I started saying no to small things. I almost couldn’t say the word at first. It sat on my tongue and held on for dear life. It felt impossible. And then I reminded myself that a no to one thing meant a yes to another, most often my family. And as hard as it was to value myself at the time, I knew I was also saying yes to myself.
The first no came with an excuse. A reason. I couldn’t just say no because I didn’t want to, right? Then came the explanatory no, I’m saying no so I can say yes to my kids. Finally, I could say no for the sake of saying no. I wasn’t rude, I might say, “no, I’m sorry, I just can’t prioritize that right now.” Or “no that won’t work for me but (insert something that does indeed work for you.”

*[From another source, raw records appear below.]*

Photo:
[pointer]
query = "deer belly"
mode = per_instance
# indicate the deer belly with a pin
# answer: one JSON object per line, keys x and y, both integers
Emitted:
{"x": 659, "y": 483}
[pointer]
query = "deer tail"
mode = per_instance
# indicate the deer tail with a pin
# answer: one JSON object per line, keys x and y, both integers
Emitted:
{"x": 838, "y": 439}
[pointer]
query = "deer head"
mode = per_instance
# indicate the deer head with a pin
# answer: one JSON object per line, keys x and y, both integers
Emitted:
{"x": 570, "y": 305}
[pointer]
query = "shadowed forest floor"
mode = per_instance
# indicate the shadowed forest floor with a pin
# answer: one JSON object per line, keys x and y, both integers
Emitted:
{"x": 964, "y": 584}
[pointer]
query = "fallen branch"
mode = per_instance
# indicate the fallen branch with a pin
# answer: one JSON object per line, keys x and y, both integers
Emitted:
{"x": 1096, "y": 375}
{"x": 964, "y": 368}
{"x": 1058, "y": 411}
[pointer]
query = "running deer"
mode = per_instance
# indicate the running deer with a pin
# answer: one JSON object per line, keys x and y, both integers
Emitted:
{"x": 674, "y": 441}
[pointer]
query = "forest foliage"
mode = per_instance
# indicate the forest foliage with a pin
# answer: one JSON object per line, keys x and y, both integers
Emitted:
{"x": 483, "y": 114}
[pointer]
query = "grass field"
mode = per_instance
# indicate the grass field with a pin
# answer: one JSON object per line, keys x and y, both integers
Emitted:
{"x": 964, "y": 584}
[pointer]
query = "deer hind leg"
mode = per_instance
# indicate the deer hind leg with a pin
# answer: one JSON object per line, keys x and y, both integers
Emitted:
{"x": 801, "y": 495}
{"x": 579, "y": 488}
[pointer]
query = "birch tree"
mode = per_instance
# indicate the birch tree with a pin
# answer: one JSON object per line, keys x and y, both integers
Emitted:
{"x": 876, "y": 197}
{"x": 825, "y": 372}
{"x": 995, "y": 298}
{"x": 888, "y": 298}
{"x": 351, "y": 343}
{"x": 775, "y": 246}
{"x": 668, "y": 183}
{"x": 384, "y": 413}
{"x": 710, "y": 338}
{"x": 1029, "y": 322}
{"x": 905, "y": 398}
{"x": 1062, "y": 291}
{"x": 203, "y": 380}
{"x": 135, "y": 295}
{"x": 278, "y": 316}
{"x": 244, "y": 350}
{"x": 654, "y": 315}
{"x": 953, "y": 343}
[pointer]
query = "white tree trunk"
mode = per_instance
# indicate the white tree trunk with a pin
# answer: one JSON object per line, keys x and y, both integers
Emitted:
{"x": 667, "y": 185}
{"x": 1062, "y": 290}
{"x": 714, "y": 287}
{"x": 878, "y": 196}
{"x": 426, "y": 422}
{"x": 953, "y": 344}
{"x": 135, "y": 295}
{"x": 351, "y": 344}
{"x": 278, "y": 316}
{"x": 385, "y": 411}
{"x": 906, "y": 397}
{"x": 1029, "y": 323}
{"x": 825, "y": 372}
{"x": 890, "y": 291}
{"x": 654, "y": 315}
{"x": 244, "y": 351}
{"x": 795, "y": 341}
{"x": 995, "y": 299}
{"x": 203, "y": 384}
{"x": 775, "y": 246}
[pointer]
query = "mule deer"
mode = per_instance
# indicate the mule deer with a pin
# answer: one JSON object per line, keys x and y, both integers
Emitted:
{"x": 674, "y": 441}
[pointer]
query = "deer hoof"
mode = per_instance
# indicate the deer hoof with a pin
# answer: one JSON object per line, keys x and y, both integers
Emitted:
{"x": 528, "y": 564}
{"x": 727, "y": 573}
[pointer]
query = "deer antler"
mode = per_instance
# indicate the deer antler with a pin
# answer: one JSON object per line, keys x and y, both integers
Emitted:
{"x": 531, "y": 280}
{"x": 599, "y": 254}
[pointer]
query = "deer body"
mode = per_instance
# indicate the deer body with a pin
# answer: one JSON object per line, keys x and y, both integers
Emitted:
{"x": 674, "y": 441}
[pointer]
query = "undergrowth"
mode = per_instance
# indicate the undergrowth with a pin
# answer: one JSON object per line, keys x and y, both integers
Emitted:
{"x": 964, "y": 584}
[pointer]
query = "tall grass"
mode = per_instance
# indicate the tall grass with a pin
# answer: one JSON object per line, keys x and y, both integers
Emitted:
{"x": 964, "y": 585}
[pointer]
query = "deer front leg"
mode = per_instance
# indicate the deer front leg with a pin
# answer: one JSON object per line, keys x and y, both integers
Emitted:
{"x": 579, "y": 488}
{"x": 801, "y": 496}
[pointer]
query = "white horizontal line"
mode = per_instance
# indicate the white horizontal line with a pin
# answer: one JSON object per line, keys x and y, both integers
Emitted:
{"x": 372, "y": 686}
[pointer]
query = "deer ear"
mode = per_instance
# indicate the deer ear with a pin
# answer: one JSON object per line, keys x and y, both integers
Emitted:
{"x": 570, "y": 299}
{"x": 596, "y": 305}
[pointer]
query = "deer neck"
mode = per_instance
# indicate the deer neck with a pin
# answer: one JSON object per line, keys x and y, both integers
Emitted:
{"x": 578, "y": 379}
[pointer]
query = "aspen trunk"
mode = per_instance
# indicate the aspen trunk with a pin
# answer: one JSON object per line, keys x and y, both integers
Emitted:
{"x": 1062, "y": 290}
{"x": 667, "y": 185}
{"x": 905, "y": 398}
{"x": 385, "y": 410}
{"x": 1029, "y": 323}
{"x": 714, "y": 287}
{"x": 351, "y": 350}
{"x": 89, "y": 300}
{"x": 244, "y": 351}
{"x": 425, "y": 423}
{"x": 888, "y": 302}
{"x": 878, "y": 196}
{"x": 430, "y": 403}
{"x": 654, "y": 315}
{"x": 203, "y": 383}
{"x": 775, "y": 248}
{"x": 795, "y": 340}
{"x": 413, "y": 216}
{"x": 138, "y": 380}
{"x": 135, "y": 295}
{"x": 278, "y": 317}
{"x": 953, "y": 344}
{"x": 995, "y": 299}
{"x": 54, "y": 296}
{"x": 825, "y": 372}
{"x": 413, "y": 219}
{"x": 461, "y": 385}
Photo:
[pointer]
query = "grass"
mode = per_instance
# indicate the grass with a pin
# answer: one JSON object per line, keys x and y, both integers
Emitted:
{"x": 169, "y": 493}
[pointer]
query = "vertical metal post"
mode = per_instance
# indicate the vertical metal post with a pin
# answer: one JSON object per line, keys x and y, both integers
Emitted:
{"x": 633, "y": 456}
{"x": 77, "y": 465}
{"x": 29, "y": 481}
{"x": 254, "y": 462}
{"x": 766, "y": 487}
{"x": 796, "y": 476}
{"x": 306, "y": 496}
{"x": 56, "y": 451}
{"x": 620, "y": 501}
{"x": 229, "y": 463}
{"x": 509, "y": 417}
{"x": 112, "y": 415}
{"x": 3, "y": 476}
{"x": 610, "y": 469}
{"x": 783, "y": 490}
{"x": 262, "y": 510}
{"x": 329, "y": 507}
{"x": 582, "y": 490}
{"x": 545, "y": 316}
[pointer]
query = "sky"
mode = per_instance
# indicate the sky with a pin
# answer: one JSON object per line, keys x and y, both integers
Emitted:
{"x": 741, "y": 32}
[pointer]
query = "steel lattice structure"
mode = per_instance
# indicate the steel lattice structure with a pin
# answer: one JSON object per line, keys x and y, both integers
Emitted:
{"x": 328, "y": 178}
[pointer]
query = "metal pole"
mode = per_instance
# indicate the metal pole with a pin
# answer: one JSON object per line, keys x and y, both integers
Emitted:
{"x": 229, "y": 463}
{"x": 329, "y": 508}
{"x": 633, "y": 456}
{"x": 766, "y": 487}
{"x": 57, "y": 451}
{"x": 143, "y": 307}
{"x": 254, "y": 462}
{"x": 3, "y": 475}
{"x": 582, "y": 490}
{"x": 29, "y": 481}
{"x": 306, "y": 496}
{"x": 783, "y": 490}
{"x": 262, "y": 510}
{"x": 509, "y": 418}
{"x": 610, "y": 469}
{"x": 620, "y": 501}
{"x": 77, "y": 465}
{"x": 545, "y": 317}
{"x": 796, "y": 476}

It felt … freeing. It felt like I was in control again. The people who I had always said yes to were taken back. The new no me was something they had never seen before. They were annoyed I’m sure, pissed off maybe. I thought it would be terrible. It wasn’t. Because I was saying yes to the right things and I knew it.
What are you saying yes to? WHO are you saying yes to? If you can’t say that your yes is bringing you or a loved one joy, pause, take a breath, and let that NO roll off your tongue. No, no, no. You can do it. Find your inner toddler. Remind yourself what it feels like to say what you mean. And remember your no will always lead to the best yes.